Summary
holding that "[w]hen an appeal from a disqualification determination is untimely, it must be dismissed for lack of jurisdiction"
Summary of this case from ALOWONLE v. OPAL IN-HOME SERVICESOpinion
No. A05-2142.
May 30, 2006.
Theodis Kennedy, St. Paul, MN, pro se relator.
American Paper Recycling Corp., St. Paul, MN, respondent.
Linda A. Holmes, Department of Employment and Economic Development, St. Paul, MN, for respondent Department of Employment and Economic Development.
Considered and decided by HALBROOKS, Presiding Judge; LANSING, Judge; and SHUMAKER, Judge.
OPINION
Relator argues that the unemployment law judge (ULJ) improperly dismissed his appeal, which was postmarked 31 days after the department's initial disqualification determination. Because the statutory appeal period was 30 days and the department lacked jurisdiction to hear an appeal that was postmarked after the appeal period, we affirm.
FACTS
Relator Theodis Kennedy applied for unemployment benefits after being discharged from his employment with respondent American Paper Recycling Corp. The department initially determined that relator was disqualified because the discharge was for employment misconduct. The mailing date of the determination of disqualification was July 20, 2005.
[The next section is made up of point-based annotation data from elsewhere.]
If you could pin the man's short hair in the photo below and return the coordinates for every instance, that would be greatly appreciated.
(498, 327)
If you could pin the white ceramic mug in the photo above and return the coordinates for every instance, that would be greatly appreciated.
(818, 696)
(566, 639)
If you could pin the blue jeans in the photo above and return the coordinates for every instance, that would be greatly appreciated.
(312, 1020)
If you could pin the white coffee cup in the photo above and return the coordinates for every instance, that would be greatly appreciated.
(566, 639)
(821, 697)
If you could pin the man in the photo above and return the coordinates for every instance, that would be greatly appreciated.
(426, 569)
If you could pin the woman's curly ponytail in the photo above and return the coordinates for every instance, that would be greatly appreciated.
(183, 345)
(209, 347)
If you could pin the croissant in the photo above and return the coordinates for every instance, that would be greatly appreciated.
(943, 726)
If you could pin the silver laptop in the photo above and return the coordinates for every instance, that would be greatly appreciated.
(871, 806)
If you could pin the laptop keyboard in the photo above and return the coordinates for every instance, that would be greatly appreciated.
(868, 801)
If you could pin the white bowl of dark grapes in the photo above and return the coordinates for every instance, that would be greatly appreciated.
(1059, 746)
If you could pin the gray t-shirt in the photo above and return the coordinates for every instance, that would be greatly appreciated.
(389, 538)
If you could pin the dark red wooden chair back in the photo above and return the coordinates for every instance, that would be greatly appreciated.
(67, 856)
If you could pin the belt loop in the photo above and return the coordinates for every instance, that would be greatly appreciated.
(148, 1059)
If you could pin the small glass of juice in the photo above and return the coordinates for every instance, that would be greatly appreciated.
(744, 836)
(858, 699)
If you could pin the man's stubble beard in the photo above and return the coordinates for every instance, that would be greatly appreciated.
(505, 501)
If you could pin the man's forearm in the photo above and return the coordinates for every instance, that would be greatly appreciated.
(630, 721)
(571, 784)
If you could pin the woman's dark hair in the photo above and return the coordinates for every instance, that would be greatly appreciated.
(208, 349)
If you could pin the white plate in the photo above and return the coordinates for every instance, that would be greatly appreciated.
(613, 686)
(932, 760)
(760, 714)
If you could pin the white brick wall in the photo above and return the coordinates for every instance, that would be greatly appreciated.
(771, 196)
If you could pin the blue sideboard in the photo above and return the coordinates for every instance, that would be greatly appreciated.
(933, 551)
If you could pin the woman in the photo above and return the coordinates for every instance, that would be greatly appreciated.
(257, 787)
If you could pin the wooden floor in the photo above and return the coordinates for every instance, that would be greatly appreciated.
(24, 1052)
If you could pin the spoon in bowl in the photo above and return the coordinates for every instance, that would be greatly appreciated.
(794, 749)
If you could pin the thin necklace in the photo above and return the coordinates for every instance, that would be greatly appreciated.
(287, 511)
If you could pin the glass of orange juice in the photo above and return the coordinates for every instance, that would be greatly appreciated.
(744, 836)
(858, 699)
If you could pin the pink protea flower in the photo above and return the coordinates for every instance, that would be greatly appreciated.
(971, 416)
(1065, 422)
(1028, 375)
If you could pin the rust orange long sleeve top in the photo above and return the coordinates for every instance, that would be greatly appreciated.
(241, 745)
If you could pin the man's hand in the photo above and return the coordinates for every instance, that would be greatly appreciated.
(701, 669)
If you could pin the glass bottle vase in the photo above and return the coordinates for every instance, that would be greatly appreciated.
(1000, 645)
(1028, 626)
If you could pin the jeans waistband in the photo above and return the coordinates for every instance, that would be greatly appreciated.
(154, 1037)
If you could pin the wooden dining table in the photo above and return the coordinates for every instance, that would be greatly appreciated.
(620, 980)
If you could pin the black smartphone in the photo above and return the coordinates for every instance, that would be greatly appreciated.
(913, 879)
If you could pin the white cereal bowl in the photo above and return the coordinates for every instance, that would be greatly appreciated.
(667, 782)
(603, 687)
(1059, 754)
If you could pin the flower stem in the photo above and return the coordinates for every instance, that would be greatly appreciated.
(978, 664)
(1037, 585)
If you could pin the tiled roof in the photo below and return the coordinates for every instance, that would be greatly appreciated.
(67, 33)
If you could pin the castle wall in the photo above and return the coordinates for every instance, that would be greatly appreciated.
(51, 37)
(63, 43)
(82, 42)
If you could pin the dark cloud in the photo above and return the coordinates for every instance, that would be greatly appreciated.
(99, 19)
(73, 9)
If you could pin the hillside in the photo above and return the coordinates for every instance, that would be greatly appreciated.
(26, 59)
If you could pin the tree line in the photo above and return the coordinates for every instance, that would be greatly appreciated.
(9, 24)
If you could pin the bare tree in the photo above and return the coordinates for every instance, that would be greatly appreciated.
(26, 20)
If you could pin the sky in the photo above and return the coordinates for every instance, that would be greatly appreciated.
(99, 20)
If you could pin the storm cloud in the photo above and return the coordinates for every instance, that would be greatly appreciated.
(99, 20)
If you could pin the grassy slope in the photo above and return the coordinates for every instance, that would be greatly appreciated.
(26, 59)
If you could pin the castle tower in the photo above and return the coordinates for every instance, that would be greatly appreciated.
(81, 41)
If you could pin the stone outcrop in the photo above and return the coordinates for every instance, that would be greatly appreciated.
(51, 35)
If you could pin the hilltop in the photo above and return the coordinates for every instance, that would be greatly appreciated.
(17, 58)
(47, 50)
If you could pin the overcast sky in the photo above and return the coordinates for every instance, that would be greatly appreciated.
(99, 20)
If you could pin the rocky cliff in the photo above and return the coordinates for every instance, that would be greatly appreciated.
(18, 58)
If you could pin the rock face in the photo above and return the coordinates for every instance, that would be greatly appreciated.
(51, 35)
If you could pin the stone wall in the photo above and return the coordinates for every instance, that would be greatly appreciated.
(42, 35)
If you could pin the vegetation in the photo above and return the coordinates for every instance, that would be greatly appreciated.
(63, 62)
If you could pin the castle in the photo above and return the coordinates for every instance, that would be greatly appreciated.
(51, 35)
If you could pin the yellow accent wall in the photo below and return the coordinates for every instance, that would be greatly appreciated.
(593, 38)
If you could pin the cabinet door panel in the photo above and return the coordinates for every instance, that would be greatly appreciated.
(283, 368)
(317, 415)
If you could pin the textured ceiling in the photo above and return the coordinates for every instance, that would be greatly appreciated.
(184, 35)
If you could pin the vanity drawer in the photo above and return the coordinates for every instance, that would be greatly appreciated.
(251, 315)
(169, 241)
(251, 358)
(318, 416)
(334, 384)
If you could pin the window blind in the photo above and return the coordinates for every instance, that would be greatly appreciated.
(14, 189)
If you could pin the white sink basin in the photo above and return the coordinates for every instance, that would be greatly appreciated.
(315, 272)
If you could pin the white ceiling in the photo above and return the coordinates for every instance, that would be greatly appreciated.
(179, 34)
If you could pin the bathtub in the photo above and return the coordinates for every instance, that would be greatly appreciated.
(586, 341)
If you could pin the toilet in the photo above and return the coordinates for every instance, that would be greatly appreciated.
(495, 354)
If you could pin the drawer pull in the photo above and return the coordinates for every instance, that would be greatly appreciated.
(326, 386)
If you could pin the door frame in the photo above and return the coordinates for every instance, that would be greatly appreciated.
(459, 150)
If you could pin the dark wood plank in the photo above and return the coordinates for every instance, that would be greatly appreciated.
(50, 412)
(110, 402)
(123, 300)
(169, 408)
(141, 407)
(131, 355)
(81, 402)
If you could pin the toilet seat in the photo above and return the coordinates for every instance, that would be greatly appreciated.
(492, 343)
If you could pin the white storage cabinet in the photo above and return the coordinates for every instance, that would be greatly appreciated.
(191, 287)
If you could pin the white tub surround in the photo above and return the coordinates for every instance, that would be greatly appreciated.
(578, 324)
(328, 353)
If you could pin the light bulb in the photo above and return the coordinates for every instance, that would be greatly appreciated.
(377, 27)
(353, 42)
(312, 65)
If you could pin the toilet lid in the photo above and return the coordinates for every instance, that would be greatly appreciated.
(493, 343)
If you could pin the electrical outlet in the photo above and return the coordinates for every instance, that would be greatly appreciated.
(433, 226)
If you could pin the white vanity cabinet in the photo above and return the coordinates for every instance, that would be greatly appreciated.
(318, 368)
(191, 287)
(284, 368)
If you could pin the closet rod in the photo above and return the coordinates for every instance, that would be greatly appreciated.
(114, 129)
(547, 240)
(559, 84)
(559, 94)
The determination of disqualification sent to relator included the department's findings, the determination, and the notice of the right to appeal. In all capital letters, the right to appeal stated that the determination will become final unless an appeal is filed within 30 calendar days from the mailing date. The notice also provided the mailing address for the appeals office and stated that, if mailed, the postmark was determinative of filing by mail. Relator sent a letter postmarked August 20, 2005, requesting an appeal.
The ULJ issued an order dismissing the appeal on the ground that the appeal was not filed within the time period required by law. The order also contained the procedure to request reconsideration. Relator asked for reconsideration in a letter, stating that he had mailed his appeal to a different address "not knowing that they relocated to another address." The ULJ found that the order of dismissal was factually and legally correct and affirmed the dismissal. Relator petitioned for a writ of certiorari.
ISSUE
Does the Department of Employment and Economic Development have jurisdiction over relator's appeal of its determination that relator was discharged for employment misconduct when the appeal was postmarked one day after the appeal period had run?
ANALYSIS
An agency decision to dismiss an appeal as untimely is a question of law, which we review de novo. Stottler v. Meyers Printing Co., 602 N.W.2d 916, 918 (Minn.App. 1999); see also Harms v. Oak Meadows, 619 N.W.2d 201, 202 (Minn. 2000) (affirming dismissal for failure to timely serve petition for writ of certiorari on unemployment appeal).
Upon issuing a determination of disqualification for unemployment benefits, the department is required to send a notice to the applicant and employer by mail or electronic transmission. Minn.Stat. § 268.101, subd. 2 (2004). A determination of disqualification "shall be final unless an appeal is filed by the applicant or . . . employer within 30 calendar days after sending." Id., subd. 2(e). Here, the department's notice conspicuously stated that the mailing date was July 20, 2005, and, in all capital letters, set out the parties' right of appeal, consistent with the statute. The notice also provided the mailing address for the appeals office and stated that, if mailed, the postmark would be determinative of filing. Relator's appeal letter was postmarked August 20, 2005, 31 calendar days after the mailing date of the determination of disqualification.
Under prior unemployment statutes with shorter appeal periods, the statutory time limitations for appealing disqualification determinations were held to be absolute and unambiguous. Semanko v. Dep't of Employment Servs., 309 Minn. 425, 429-30, 244 N.W.2d 663, 666 (1976) (seven calendar days); Jackson v. Minn. Dep't of Manpower Servs., 296 Minn. 500, 501, 207 N.W.2d 62, 63 (1973) (same). Not only is the 30-calendar-day time limitation clear in the current statute, but also its content was conspicuously placed and unambiguously explained in the disqualification notice sent to relator. Although relator alleges that his appeal was initially timely mailed but to an old address, there are no statutory provisions for extensions or exceptions to the appeal period. See Johnson v. Metro. Med. Ctr., 395 N.W.2d 380, 382 (Minn.App. 1986) (concluding that prior unemployment law provided no basis to toll appeal period). When an appeal from a disqualification determination is untimely, it must be dismissed for lack of jurisdiction.
DECISION
The unemployment law judge properly dismissed relator's appeal as untimely.